Örneğin feminist kuramcı Nancy Hartsock, polisin değerleri ile kadınların
değerlerini radikal ölçüde ortak yanı olmayan karşıtlar olarak görür -şiddet ve
ölüm gibi erkeğe özgü değerlere karşı cinsel aşk ve bakım gibi kadına özgü
değerler. Hartsock iddia eder ki, Eski Atina'nın erkek yurttaşları kendilerini tehdit
eden "mitsel kadınsı güçler"e karşı sürekli korunma zorunluluğu
hissetmişlerdir. Bu güçler "politik topluma karşı büyük bir tehdit"

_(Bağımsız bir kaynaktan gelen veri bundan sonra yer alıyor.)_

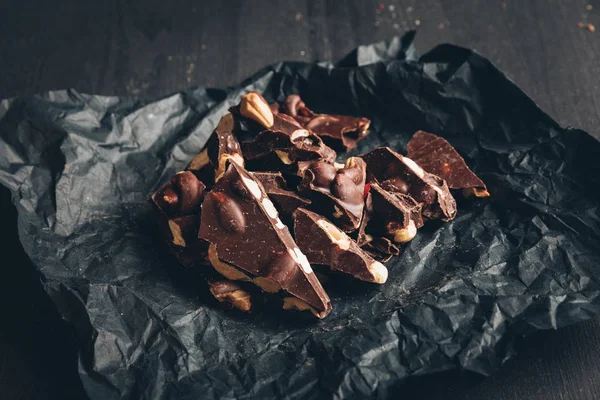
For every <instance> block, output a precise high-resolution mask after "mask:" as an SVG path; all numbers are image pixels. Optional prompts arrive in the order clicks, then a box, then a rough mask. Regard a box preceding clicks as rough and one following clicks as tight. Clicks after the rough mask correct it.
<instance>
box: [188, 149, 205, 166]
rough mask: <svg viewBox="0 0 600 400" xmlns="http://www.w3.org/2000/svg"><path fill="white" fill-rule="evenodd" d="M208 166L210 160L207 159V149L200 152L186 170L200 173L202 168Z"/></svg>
mask: <svg viewBox="0 0 600 400" xmlns="http://www.w3.org/2000/svg"><path fill="white" fill-rule="evenodd" d="M208 164H210V158H209V157H208V149H204V150H202V151H201V152H200V153H198V154H196V155H195V156H194V158H192V161H190V163H189V164H188V167H187V169H189V170H190V171H200V170H201V169H202V168H204V167H206V166H207V165H208Z"/></svg>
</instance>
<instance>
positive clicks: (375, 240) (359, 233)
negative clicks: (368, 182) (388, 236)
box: [356, 185, 400, 262]
mask: <svg viewBox="0 0 600 400" xmlns="http://www.w3.org/2000/svg"><path fill="white" fill-rule="evenodd" d="M366 188H367V189H366V190H365V192H366V193H367V196H366V197H365V208H364V210H363V216H362V219H361V221H360V225H359V227H358V231H357V233H356V244H358V246H359V247H360V248H361V249H363V250H364V251H365V252H366V253H367V254H369V255H370V256H371V257H373V258H375V259H380V261H381V262H387V261H389V259H390V258H392V257H393V256H397V255H398V254H400V249H399V248H398V246H396V245H395V244H394V243H393V242H392V241H391V240H389V239H388V238H386V237H379V236H377V237H374V236H373V235H372V234H370V233H367V226H368V224H369V221H370V220H371V217H372V216H373V213H374V211H373V196H372V195H371V193H370V191H371V185H367V186H366Z"/></svg>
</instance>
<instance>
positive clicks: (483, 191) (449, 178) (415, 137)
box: [408, 131, 490, 197]
mask: <svg viewBox="0 0 600 400" xmlns="http://www.w3.org/2000/svg"><path fill="white" fill-rule="evenodd" d="M408 157H410V158H411V159H412V160H413V161H414V162H416V163H417V164H419V165H420V166H421V167H422V168H423V169H424V170H425V171H427V172H430V173H432V174H434V175H437V176H439V177H440V178H442V179H444V180H445V181H446V182H447V183H448V187H449V188H450V189H462V190H463V191H464V192H465V194H467V195H469V194H473V195H475V196H476V197H487V196H489V195H490V194H489V193H488V191H487V188H486V186H485V183H483V181H482V180H481V179H479V177H478V176H477V175H475V173H473V171H471V169H469V167H468V166H467V163H466V162H465V160H464V159H463V158H462V157H461V156H460V154H458V152H457V151H456V150H455V149H454V147H452V145H451V144H450V143H448V141H447V140H446V139H444V138H441V137H439V136H436V135H433V134H431V133H427V132H423V131H418V132H416V133H415V134H414V135H413V137H412V138H411V139H410V141H409V142H408Z"/></svg>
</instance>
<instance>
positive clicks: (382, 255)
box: [361, 237, 400, 262]
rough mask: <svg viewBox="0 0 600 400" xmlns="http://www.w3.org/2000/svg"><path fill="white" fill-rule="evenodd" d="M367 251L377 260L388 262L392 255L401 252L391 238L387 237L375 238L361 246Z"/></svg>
mask: <svg viewBox="0 0 600 400" xmlns="http://www.w3.org/2000/svg"><path fill="white" fill-rule="evenodd" d="M361 248H362V249H363V250H364V251H365V253H367V254H369V255H370V256H371V257H373V258H374V259H376V260H380V261H381V262H388V261H389V260H390V259H391V258H392V257H395V256H397V255H398V254H400V249H399V248H398V246H396V245H395V244H394V243H393V242H392V241H391V240H390V239H388V238H385V237H376V238H373V239H372V240H371V241H370V242H368V243H367V244H365V245H364V246H363V247H361Z"/></svg>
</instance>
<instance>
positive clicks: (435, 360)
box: [0, 33, 600, 400]
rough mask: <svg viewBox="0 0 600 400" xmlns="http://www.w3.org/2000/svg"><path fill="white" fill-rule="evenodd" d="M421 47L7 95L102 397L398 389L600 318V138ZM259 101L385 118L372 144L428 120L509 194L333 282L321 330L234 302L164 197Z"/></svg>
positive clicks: (371, 390)
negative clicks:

oluşturuyordu. Bu nedenle der [Hartsock], polisin ideallerini ve demokratik geleneklerini
şüphe ile karşılamalıyız. En azından: "Çağdaş politika ve güç
anlayışlarının kökleri bu polisin ideallerinde yattığından kendi politik
yaşamımızın da şiddet ve ölümle yakından bağlantılı erkeksi bir cinsel aşkla
kurulduğunu anlamak gerekir" (6).
Polis'e yönelik bu eleştiriler, kesinlikle kadınların gereksinimlerine ve radikal bir
perspektiften özel yaşam alanının [gereklerine] yanıt vermemesi nedeni ile modern
liberal 'demokratik' ulus-devlete yöneltilmiştir (ulus-devlet aslında demokratik değil
cumhuriyetçidir). Bu anlamda, Hartsock'un görüşleri bir istisna değildir; (daha
önceki radikal kuşaklar bir yana) radikal feministler uzun süredir liberal ulus-devleti
reddetmektedirler. Ama Hartsock, "Eski Atinalıların kurduğu politik toplumun
çağdaş güç kuramcılarına özgürleştirme vizyonu edinmeleri yolunda sunabileceği
pek bir şey yoktur" (7) derken doğrudan demokrasinin kökenini oluşturan polisin
özgürlük sağlayıcı özelliklerini de reddediyor gibi görünmektedir.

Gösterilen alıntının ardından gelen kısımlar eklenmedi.